0

UPDATE 1

I've added the descLength and imageLength properties to allow for easier sorting. The idea is that constant(0) can be used to fill in the values for users who lack either property, and any length greater than 0 can be used to identify a user who actually has the property. The furthest this gets me is being able to order().by() only one property at a time, using a query such as:

g.V().
  order().
    by(coalesce(values('descLength'), constant(0)))
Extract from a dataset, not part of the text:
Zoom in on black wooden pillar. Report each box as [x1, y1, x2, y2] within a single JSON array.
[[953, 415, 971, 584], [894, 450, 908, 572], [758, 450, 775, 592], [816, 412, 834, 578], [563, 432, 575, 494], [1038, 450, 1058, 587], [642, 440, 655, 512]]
But this isn't the full solution to match what I need.


Original Post

In amazon neptune I want to sort vertices based on the presence of 2 properties, desc and image. The order of ranking should be:

  • vertices that have both properties
  • vertices that have desc but not image
  • vertices that have image but not desc
  • vertices that have neither property

Consider this graph of users and their properties:

g.addV('user').property('type','person').as('u1').
  addV('user').property('type','person').property('desc', 'second person').property('descLength', 13).as('u2').
  addV('user').property('type','person').property('desc', 'third person').property('descLength', 12).property('image', 'https://www.example.com/image-3.jpeg').property('imageLength', 36).as('u3').
  addV('user').property('type','person').property('image', 'https://www.example.com/image-4.jpeg').property('imageLength', 36).as('u4')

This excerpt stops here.